Voice in Columbus
COLUMBUS — The movers and shakers of Columbus had the full attention of Lawrence County on Thursday.
More than 75 business representatives, economic development members and elected officials joined the Greater Lawrence County Area Chamber of Commerce at the capital to focus on issues important to the region – transportation, economic development and legislative.
The trip was part of the chamber’s popular Legislative Day.
Now in its 17th year, the annual conference allows state senators, representatives and other political figures in Columbus to sit down one-on-one with Lawrence County to discuss problems, possible resources and solutions affecting the county in three separate, two-hour breakout sessions.
Thursday’s keynote speaker at an afternoon luncheon in the statehouse’s atrium was Interim Director of Development Mark Barbash. Chief architect of economic development strategy for Gov. Ted Strickland, Barbash talked about the challenges currently facing the state and how it can turn around.
“Economic development is a critical component to growing the state,” Barbash told the lunch crowd. “We currently have 800 prospects under consideration which could result in more than 35,000 jobs.”
Some items Barbash focused on in his speech were the day-to-day impact the economy has on government, the importance of making existing businesses a priority and the elimination of “boundary thinking” when it comes to expanding in the Tri-State area.
In closing, Barbash said that despite the enormous challenges, Ohio is about its residents.
“We have challenges with limited resources and a tough economy, but the assets the state has are its people.”
Following Barbash’s speech, representatives gave updates on their breakout sessions.

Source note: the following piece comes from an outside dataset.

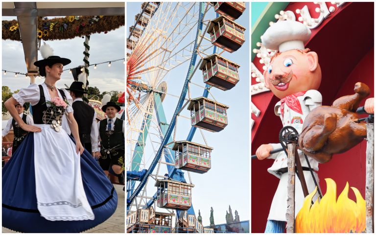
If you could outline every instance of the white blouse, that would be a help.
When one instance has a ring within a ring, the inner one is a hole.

Gary Cochenour, project manager of the Ohio Department of Transportation, and Ralph Kline of the Ironton-Lawrence County Community Action Organization gave updates on the still-unfunded, $140 million Chesapeake Bypass and a 2012 timetable on the reconstruction of the Ironton-Russell Bridge which now is funded in part by ODOT’s major bridge program.
Cochenour said in total Lawrence County received nearly $20 million worth of construction projects for fiscal year 2009.

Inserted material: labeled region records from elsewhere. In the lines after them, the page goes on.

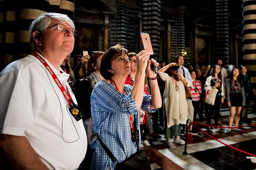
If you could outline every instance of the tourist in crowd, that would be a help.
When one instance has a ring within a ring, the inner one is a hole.
[[[251,77],[247,73],[247,69],[245,66],[241,66],[240,67],[241,75],[242,75],[243,83],[245,93],[245,105],[242,109],[241,122],[251,123],[251,120],[248,119],[248,109],[250,105],[250,101],[253,98],[254,95],[253,91],[251,87]]]
[[[80,80],[85,78],[87,75],[88,61],[90,56],[86,55],[82,56],[81,55],[78,55],[77,56],[77,60],[80,61],[80,62],[75,67],[74,74],[77,84],[78,85]]]
[[[127,50],[119,44],[110,47],[102,57],[99,69],[106,80],[97,83],[91,94],[93,130],[119,162],[137,150],[135,141],[131,140],[136,133],[134,125],[138,130],[137,140],[140,142],[139,111],[152,112],[161,105],[157,74],[150,69],[151,63],[155,66],[158,64],[153,59],[149,60],[150,53],[145,49],[136,55],[137,70],[131,86],[124,84],[131,72]],[[149,79],[151,95],[143,95],[145,76]],[[94,150],[91,169],[115,169],[98,137],[91,148]]]
[[[68,79],[68,83],[73,93],[75,92],[75,88],[76,86],[76,82],[75,79],[75,76],[74,73],[72,70],[71,66],[70,66],[70,62],[69,61],[69,58],[70,58],[70,55],[68,56],[65,58],[62,64],[60,65],[61,69],[66,73],[69,74],[69,77]]]
[[[60,67],[77,31],[67,15],[46,13],[32,22],[29,33],[30,54],[0,73],[1,166],[81,169],[87,146],[83,114]]]
[[[186,124],[188,115],[184,86],[190,86],[189,81],[178,72],[178,68],[177,63],[173,63],[158,72],[160,78],[165,82],[163,96],[165,136],[167,146],[172,149],[176,148],[172,142],[173,138],[173,142],[185,144],[185,141],[180,137],[181,125]],[[168,73],[165,72],[166,71]]]
[[[135,75],[137,70],[137,61],[135,53],[129,53],[127,56],[130,63],[131,72],[127,76],[125,84],[129,84],[132,86],[133,85],[135,80]],[[145,82],[144,84],[144,94],[146,95],[149,94],[149,88],[148,87],[147,79],[145,79]],[[139,117],[140,120],[140,136],[141,136],[141,143],[146,146],[150,146],[150,144],[146,139],[147,133],[150,134],[153,133],[153,125],[150,117],[145,110],[140,109]],[[157,113],[153,113],[157,114]]]
[[[224,92],[223,92],[223,85],[221,81],[220,74],[220,66],[218,65],[215,65],[212,68],[210,75],[206,79],[204,90],[206,91],[217,88],[218,93],[215,97],[214,104],[209,104],[209,111],[207,115],[207,123],[211,124],[212,115],[214,113],[214,124],[217,127],[214,128],[216,131],[223,131],[224,130],[218,127],[218,117],[221,104],[224,102]],[[210,128],[208,129],[210,130]]]
[[[199,121],[204,120],[202,110],[200,109],[203,107],[201,105],[201,101],[202,100],[203,93],[204,92],[203,85],[200,80],[197,79],[197,73],[196,71],[192,71],[190,72],[191,77],[193,79],[193,87],[190,89],[191,97],[192,98],[192,104],[194,107],[194,119],[193,121],[196,120],[196,114],[198,114]],[[193,132],[191,132],[192,133]]]
[[[227,101],[228,106],[229,107],[230,114],[228,118],[228,126],[231,127],[233,123],[234,117],[236,114],[235,127],[238,126],[240,120],[240,114],[242,107],[245,105],[245,95],[242,82],[241,77],[240,76],[239,69],[238,68],[233,69],[230,74],[230,77],[228,79],[226,84]],[[235,128],[235,131],[238,133],[239,130]],[[231,128],[227,131],[227,134],[230,133]]]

On the economic development side, Dan Mooney, president of the Lawrence Economic Development Corporation, highlighted several job growth opportunities within the county along with in-state and out-of-state partnerships including development at The Point industrial park in South Point and the proposed St. Mary’s clinic at State Route 141 and U.S. 52 in Ironton.
The breakout session also focused on the current wage structures and its underemployment issues.